I think the objective is different, the omega equation obtains the balanced vertical velocity, while the QG inversion obtains the balanced streamfunction. So they are complementary / consistent approaches to obtain different variables perhaps?

It seems like the lower-order inversion could be a warm up to doing the higher-order inversion? Or should we ignore the low-order inversion.

It seems like it could make sense to solve a cleverly-forced tracer equation for the isopycnal displacement, rather than attempting to diagnose it. Does that make sense? I think that could be done fairly easily. The only fudging (associated with the staggered grid we use) is that the interface heights $\eta_e$ are at $w$-locations whereas a tracer would be shifted by half a cell. But another option could be to write a totally new dynamics that evolves the interfaces properly, at $w$ locations.

[JeffreyEarly]

My take on this is that you probably want to do QGPV inversion as a first pass, because it is really the only order at which everything is diagnostically crystal clear. The geostrophic streamfunction gives you $(u_g,v_g,\eta_g)$ from which you can deduce the wave portion of the flow without ambiguity---a separation of which is both complete and energetically orthogonal.

At the next order things get very murky: when you invert the $\Omega$ equation, you now have a geostrophic vertical velocity $w_g$ as well as corrections to $(u_g,v_g,\eta_g)$. But now there are many choices of equations of motion that result in these solutions which conserve (or don't) a variety of different expressions for PV and energy... so as a diagnostic it is more challenging to interpret.

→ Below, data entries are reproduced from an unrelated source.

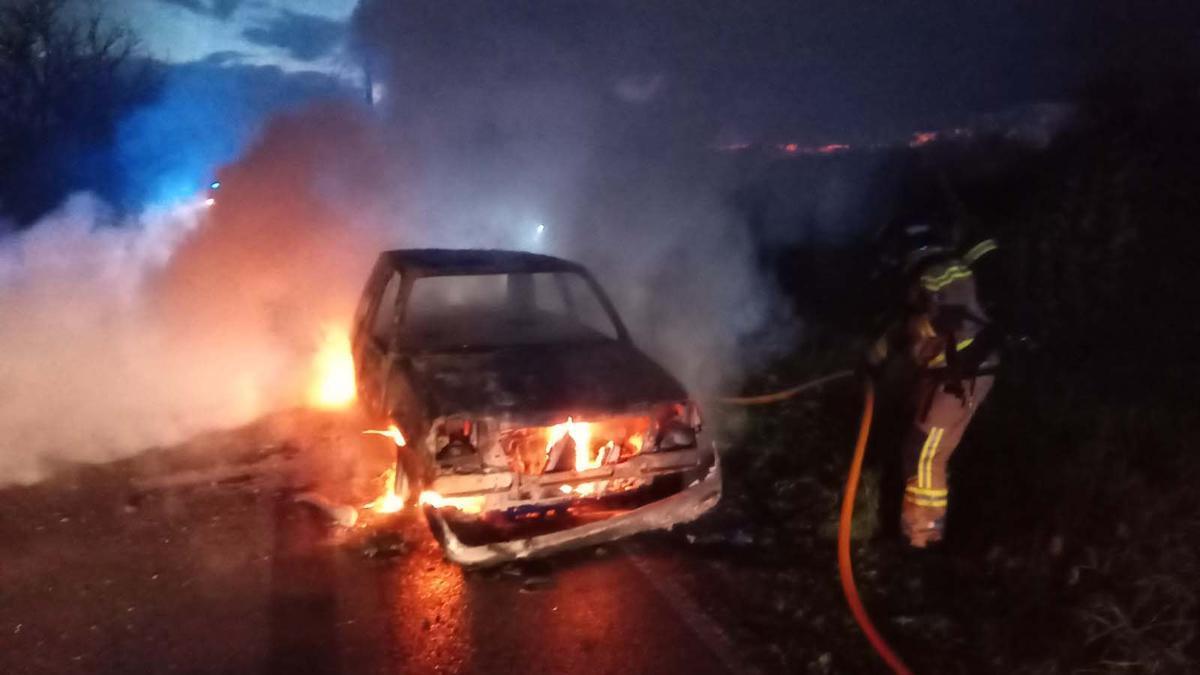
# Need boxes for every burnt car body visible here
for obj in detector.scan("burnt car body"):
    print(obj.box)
[352,249,721,566]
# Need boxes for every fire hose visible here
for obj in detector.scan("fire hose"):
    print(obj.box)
[720,370,912,675]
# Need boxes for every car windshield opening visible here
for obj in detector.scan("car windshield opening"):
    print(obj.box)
[398,271,619,352]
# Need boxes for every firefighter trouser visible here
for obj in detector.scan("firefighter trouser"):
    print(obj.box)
[900,375,994,548]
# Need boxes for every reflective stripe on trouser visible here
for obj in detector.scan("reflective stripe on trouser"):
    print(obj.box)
[900,376,992,548]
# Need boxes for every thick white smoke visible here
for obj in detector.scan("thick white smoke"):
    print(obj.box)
[0,195,283,482]
[0,107,390,484]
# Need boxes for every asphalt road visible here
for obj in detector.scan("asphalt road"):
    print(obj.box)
[0,416,750,675]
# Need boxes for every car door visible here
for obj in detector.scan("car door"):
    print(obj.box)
[354,265,402,417]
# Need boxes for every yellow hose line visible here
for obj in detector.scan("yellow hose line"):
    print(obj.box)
[716,370,854,406]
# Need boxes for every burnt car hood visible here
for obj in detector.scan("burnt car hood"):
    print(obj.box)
[402,341,686,417]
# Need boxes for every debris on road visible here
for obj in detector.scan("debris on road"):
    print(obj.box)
[293,492,359,527]
[362,532,408,558]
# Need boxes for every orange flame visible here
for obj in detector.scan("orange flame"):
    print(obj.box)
[418,490,484,514]
[546,417,605,471]
[366,466,404,513]
[362,424,406,513]
[308,327,355,408]
[364,424,407,448]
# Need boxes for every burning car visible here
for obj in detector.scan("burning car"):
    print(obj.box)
[352,249,721,566]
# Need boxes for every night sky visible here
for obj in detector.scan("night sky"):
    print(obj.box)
[112,0,1200,142]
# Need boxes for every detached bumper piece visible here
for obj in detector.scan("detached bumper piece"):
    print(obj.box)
[426,449,721,567]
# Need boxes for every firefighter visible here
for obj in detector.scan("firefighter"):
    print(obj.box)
[866,223,998,549]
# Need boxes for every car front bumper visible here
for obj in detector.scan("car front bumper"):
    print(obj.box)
[426,450,721,567]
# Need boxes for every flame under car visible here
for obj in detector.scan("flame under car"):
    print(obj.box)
[353,249,721,565]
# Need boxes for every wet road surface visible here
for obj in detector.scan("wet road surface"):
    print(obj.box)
[0,410,749,674]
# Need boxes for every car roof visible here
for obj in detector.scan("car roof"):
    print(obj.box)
[382,249,583,276]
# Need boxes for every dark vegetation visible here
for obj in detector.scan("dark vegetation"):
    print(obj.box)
[0,0,160,225]
[697,74,1200,673]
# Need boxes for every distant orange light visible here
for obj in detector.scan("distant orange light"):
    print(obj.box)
[308,328,355,408]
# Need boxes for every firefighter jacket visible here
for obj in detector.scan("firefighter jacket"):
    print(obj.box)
[868,239,996,375]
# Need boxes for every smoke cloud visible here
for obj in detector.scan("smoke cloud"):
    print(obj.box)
[0,2,794,480]
[0,104,392,483]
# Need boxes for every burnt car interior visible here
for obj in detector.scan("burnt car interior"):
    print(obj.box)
[354,250,720,563]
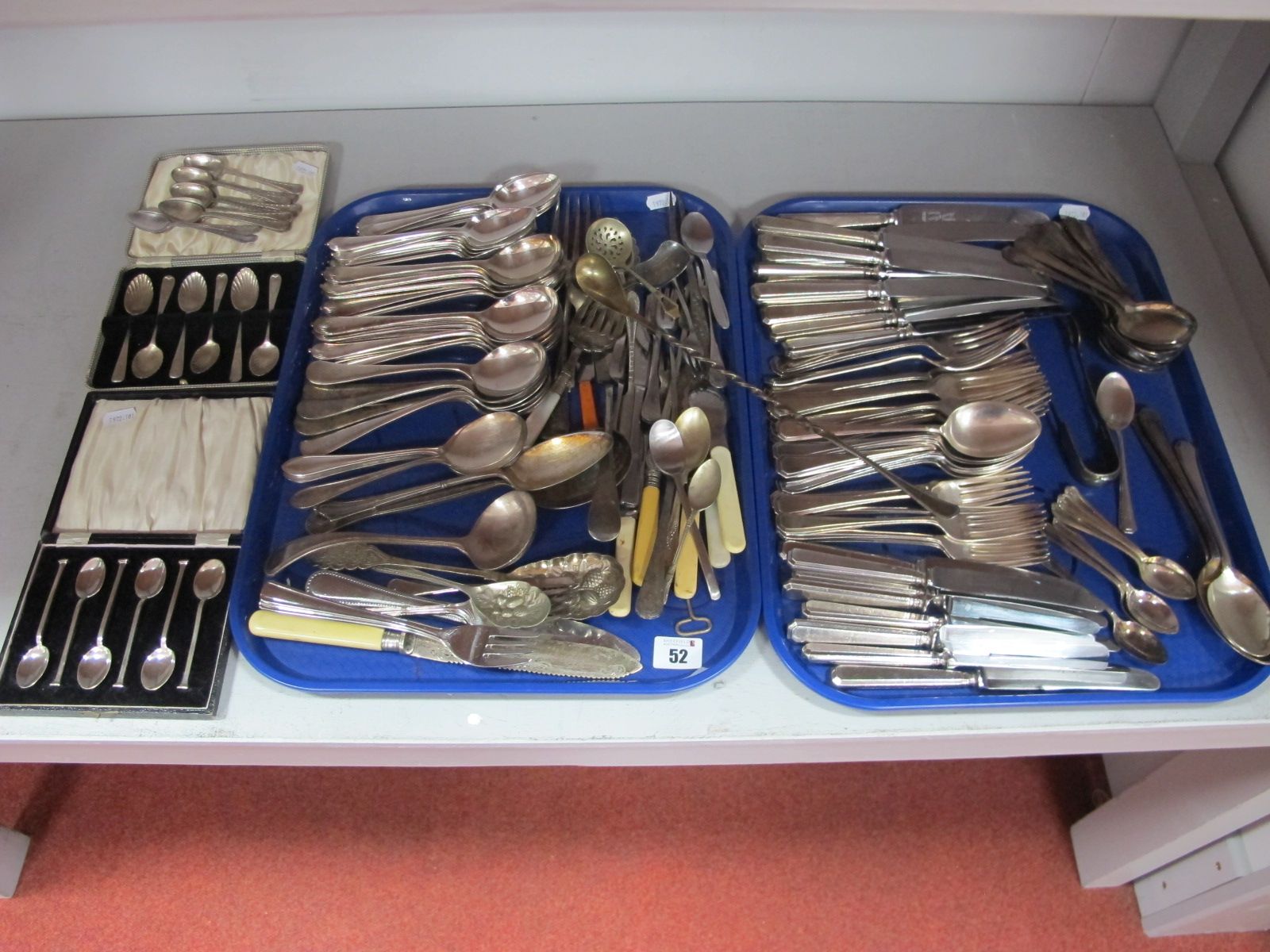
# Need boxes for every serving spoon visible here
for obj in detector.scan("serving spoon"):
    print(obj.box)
[75,559,129,690]
[180,152,305,195]
[305,430,612,532]
[574,254,957,516]
[1045,522,1181,635]
[357,171,560,235]
[129,208,256,244]
[283,411,525,509]
[282,410,525,482]
[264,490,537,575]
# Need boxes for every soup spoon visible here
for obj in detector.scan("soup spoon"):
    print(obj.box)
[264,490,537,575]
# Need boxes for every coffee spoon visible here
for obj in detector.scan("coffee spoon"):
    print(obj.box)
[75,559,129,690]
[264,490,537,575]
[141,559,189,690]
[176,559,225,690]
[112,556,167,688]
[189,271,230,373]
[17,559,70,688]
[48,556,106,688]
[132,274,176,379]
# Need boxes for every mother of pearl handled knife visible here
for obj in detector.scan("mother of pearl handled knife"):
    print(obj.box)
[781,202,1049,228]
[248,611,641,681]
[829,665,1160,693]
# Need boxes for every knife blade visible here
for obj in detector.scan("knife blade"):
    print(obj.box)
[754,230,1052,292]
[829,665,1160,693]
[781,202,1049,228]
[917,557,1111,616]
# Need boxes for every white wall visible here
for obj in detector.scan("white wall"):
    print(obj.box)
[0,11,1186,118]
[1217,75,1270,274]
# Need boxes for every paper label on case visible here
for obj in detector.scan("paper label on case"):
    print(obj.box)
[652,635,705,671]
[1058,205,1090,221]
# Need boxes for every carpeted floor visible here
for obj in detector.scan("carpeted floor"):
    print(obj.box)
[0,758,1270,952]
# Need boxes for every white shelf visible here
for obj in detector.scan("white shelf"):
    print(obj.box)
[0,104,1270,764]
[0,0,1270,28]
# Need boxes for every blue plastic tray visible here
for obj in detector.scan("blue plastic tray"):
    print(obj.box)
[230,186,762,694]
[738,195,1270,711]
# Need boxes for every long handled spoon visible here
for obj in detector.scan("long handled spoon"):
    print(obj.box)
[17,559,70,688]
[75,559,129,690]
[178,559,225,690]
[141,559,189,690]
[110,556,167,688]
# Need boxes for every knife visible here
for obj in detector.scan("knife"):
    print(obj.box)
[781,542,1111,618]
[754,232,1053,292]
[829,664,1160,693]
[802,641,1107,671]
[781,202,1049,228]
[751,275,1049,307]
[248,611,641,681]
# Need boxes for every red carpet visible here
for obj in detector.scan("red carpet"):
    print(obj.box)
[0,758,1270,952]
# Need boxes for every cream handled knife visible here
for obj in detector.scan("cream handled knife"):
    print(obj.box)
[829,664,1160,693]
[248,611,641,681]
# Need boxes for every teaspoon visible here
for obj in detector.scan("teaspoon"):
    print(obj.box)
[1173,440,1270,664]
[246,273,282,377]
[17,559,70,688]
[110,556,167,688]
[305,430,612,532]
[264,490,537,575]
[75,559,129,690]
[141,559,189,690]
[679,212,732,328]
[129,208,256,244]
[171,165,296,208]
[132,274,176,379]
[1045,523,1181,635]
[110,274,155,383]
[1094,372,1138,536]
[230,268,260,383]
[178,559,225,690]
[167,271,207,379]
[189,271,230,373]
[182,152,305,195]
[48,556,106,688]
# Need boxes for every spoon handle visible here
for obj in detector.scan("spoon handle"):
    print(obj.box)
[230,315,243,383]
[1173,440,1233,565]
[1115,430,1138,536]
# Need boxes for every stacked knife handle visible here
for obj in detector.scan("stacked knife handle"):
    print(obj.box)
[753,214,1056,566]
[781,542,1160,692]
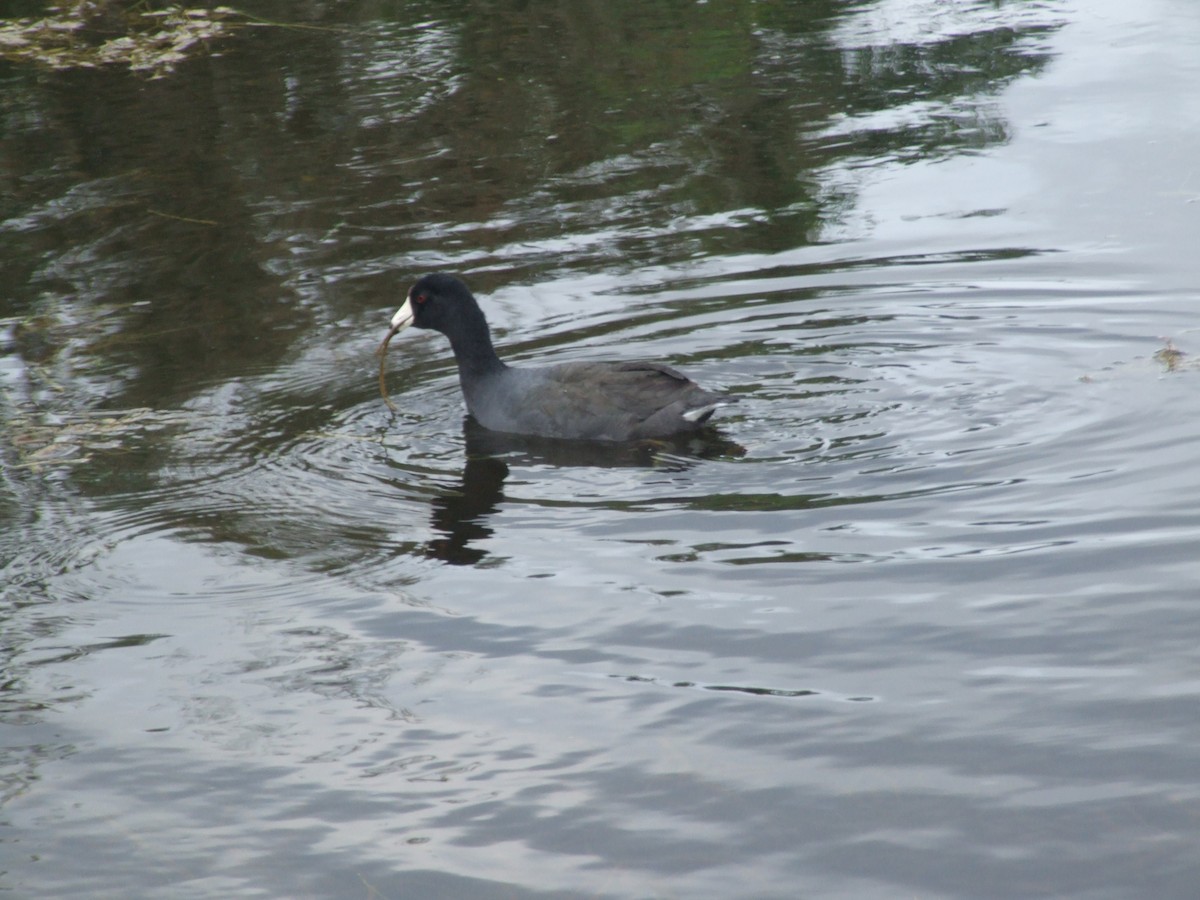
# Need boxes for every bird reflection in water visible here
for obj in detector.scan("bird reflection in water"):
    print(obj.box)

Remmel and Smith 2009 have a nice introduction summarizing various results, but maybe there's a newer take on this where things are more clear.

Seems like once you have the QGPV inversion the $\Omega$ equation would be fairly straightforward---so yeah! You should totally do both if it is not too hard.

For the QGPV inversion you can compute $\eta_e$ directly from density perturbation, you'll just need to scale it by $\bar{\rho_z}$. This is how we do it in the wave-vortex model. To compute the true APV, which requires the true isopycnal deviation, we start with a $\bar{\rho}$, and then use the bisection method using some code I borrowed from chebfun. It seems pretty fast, but I haven't fully validated its accuracy.